"Given the matrix $A=\left[\begin{array}{cc}6 & 6\\-2 & -1\end{array}\right].$
"The roots of the characteristic polynomial of $A$ are: $$\begin{align}\det(A-tI)=0 &\Leftrightarrow \det\left[\begin{array}{cc}6-t & 6\\-2 & -1-t\end{array}\right]=0\\ &\Leftrightarrow 6-5t+t^2=0\\ &\Leftrightarrow (t-2)(t-3)=0\\ &\Leftrightarrow t=2,3\end{align}$$ "So, the eigenvalues of $A$ are $\fbox{2,3}.$ "
Then I subtract the diagonals by the eigenvalue $2$ and I guess we are then supposed to find the rref but I get a different answer than the solution manual of my textbook:
"Now by using the reduced row echelon form, we have $$\left[\begin{array}{cc}2 & 3\\0 & 0\end{array}\right]\left[\begin{array}{c}x_1\\x_2\end{array}\right]=\left[\begin{array}{c}0\\0\end{array}\right]\Rightarrow 2x_1+3x_2=0.$$ "Therefore $x_1=3$ $x_2=-2$ satisfying the above equations.

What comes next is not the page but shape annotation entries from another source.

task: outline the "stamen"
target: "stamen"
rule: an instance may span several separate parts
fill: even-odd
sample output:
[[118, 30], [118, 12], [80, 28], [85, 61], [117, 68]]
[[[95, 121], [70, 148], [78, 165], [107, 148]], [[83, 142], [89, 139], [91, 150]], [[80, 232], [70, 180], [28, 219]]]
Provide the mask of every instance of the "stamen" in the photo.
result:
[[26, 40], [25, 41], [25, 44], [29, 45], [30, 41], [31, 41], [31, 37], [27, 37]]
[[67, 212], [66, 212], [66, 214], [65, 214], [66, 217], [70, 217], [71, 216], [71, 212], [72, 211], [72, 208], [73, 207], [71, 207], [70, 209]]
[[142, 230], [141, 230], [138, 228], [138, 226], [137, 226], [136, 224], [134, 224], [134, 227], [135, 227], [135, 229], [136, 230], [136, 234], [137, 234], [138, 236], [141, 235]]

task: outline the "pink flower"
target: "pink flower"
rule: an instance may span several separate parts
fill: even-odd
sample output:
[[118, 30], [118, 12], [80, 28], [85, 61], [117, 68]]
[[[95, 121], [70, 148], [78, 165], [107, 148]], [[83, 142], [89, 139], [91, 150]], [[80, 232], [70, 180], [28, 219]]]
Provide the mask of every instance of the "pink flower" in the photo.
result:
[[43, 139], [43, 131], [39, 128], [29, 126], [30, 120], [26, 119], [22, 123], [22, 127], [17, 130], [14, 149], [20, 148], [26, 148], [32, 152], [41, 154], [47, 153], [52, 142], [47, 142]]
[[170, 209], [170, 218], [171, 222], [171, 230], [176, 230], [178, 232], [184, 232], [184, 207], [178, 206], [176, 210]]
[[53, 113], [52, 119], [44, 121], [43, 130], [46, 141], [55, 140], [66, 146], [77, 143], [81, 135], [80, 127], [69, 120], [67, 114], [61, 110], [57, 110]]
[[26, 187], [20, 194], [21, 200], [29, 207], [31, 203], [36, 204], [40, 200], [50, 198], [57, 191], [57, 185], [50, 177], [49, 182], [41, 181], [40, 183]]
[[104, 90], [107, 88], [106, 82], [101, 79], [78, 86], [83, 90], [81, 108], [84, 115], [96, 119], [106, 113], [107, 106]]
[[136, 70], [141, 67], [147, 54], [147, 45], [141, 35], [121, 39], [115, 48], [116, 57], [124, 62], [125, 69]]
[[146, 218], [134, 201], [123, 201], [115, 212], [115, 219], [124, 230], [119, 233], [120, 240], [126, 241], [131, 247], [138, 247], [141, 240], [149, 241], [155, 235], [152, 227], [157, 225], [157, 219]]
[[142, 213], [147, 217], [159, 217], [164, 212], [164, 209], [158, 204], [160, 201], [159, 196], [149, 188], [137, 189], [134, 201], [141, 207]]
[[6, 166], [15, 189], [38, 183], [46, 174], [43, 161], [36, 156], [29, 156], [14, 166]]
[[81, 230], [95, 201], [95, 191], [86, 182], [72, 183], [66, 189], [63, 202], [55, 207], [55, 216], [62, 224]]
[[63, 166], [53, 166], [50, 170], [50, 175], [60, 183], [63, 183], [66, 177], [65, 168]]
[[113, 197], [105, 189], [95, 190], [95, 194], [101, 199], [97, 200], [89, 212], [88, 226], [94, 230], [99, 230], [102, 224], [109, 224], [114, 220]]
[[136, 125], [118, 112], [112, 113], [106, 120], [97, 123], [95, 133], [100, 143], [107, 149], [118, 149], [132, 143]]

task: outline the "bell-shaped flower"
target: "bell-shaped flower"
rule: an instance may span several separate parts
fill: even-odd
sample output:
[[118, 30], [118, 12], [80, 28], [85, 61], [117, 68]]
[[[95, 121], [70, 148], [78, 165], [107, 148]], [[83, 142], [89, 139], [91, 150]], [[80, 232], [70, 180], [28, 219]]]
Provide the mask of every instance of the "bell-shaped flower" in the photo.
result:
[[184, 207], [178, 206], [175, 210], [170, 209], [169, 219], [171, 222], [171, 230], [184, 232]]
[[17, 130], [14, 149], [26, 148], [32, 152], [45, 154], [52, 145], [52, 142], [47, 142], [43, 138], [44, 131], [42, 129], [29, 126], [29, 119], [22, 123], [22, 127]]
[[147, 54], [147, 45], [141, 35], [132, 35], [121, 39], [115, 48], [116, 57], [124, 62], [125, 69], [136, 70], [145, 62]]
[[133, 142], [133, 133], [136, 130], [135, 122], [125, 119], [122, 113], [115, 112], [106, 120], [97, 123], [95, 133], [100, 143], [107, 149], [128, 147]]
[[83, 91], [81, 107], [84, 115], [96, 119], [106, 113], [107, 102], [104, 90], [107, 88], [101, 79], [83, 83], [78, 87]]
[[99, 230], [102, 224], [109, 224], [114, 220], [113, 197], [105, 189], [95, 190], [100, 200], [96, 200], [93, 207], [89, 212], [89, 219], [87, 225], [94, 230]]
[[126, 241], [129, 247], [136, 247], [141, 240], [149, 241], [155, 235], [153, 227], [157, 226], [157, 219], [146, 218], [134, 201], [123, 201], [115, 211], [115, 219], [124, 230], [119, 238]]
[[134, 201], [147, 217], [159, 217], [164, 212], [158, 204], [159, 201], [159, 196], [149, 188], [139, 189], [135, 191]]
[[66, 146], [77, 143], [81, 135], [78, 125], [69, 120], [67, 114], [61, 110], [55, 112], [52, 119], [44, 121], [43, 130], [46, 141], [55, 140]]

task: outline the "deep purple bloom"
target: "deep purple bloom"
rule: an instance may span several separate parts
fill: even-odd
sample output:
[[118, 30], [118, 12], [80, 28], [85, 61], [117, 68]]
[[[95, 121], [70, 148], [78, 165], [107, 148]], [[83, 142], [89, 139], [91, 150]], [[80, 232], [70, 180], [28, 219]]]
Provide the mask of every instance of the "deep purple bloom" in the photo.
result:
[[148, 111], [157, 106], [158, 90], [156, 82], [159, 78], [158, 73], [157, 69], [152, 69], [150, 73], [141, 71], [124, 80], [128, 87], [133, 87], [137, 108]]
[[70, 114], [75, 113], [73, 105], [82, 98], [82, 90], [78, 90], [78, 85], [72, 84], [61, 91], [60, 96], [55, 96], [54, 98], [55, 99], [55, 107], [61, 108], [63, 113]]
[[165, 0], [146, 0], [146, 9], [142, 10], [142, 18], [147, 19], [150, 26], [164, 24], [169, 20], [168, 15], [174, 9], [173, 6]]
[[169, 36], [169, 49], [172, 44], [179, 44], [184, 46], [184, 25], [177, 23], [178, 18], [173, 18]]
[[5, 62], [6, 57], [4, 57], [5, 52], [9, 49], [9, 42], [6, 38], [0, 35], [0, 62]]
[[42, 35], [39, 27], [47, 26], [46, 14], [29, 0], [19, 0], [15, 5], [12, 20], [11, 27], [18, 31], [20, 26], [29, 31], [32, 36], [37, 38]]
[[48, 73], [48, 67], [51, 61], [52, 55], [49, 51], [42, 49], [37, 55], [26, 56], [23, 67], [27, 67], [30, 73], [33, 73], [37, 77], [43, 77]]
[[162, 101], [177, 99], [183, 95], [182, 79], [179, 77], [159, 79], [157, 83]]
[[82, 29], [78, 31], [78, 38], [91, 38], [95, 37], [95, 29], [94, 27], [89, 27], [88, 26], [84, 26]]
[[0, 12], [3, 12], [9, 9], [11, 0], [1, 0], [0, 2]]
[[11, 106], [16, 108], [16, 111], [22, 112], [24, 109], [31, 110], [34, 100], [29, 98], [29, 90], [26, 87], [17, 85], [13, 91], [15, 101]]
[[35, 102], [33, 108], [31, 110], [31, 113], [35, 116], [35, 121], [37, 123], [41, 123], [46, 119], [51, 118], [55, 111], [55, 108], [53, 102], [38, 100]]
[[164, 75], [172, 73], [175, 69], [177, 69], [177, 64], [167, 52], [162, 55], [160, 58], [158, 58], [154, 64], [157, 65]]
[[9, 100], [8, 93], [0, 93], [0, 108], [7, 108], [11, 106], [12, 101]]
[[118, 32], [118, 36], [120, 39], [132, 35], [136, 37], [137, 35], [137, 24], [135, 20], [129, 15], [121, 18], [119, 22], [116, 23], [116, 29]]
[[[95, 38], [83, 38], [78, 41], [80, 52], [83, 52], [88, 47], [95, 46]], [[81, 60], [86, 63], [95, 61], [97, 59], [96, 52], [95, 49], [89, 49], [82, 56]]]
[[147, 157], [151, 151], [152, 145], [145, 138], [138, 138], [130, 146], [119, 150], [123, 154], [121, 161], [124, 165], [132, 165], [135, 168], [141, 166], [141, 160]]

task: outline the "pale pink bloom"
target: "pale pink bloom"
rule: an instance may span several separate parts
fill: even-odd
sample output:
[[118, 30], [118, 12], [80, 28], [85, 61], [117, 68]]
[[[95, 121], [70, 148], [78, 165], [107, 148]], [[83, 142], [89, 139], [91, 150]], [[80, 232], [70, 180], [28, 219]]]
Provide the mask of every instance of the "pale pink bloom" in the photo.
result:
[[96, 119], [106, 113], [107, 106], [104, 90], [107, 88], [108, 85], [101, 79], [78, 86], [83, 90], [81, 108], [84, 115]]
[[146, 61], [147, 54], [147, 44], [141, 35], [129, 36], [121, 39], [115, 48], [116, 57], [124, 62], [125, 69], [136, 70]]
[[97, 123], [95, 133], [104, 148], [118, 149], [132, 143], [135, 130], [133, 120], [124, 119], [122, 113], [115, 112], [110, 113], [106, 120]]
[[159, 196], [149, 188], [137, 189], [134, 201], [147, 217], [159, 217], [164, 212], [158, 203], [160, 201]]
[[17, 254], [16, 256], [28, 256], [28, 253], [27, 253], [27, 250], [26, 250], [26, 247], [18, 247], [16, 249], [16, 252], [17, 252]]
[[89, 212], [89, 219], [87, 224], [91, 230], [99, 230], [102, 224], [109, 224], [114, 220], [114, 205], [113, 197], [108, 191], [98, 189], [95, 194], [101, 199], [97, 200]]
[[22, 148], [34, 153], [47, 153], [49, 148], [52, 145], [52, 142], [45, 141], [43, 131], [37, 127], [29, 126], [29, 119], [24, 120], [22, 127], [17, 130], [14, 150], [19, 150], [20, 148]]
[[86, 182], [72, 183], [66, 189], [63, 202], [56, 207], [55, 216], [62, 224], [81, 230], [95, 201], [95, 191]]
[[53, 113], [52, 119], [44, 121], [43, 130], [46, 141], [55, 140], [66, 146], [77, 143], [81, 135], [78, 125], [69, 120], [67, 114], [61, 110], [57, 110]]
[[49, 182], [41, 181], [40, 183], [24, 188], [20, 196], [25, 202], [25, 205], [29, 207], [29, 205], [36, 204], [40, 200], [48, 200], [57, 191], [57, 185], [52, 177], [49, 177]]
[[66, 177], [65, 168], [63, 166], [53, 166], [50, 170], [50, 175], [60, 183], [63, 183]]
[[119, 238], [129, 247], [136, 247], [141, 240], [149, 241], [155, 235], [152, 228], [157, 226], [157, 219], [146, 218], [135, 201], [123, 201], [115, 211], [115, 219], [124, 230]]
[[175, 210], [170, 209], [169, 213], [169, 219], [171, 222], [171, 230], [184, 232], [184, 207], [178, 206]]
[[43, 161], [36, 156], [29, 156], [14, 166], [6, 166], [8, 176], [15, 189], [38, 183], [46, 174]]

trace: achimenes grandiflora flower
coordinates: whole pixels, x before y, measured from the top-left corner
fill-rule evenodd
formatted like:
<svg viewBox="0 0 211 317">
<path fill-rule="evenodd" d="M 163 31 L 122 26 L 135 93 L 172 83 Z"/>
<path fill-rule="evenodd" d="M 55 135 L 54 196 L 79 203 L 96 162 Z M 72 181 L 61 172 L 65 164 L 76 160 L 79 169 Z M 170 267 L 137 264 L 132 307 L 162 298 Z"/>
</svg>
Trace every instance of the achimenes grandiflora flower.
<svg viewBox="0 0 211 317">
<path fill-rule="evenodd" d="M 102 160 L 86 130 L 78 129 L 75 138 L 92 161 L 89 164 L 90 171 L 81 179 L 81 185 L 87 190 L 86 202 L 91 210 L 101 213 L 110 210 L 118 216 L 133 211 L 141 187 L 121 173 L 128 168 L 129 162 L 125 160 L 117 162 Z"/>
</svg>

"Therefore, $\left[\begin{array}{c}3\\-2\end{array}\right]$ is the eigenvector corresponding to the eigenvalue $\lambda=2.$
"So $\fbox{$\left\{\left[\begin{array}{c}3\\-2\end{array}\right]\right\}$}$ is a basis for the eigenspace of $A$ corresponding to eigenvalue $\lambda=2.$"
Shouldnt the RREF be
$$\left[\begin{array}{cc}1 & 3/2\\0 & 0\end{array}\right]$$
so then the basis vector would be
$$\left[\begin{array}{c}-3/2\\1\end{array}\right]?$$
Am I doing something wrong?
Best Answer
What you've done is not wrong. (I do note, though, that your matrix $A$ at the beginning doesn't seem to match the rest of your post.) In fact, your sole basis vector is a non-zero multiple of their sole basis vector, so they span the same space (as they should). Note that the book simply asked for a basis. There are infinitely-many such, and yours is one of them.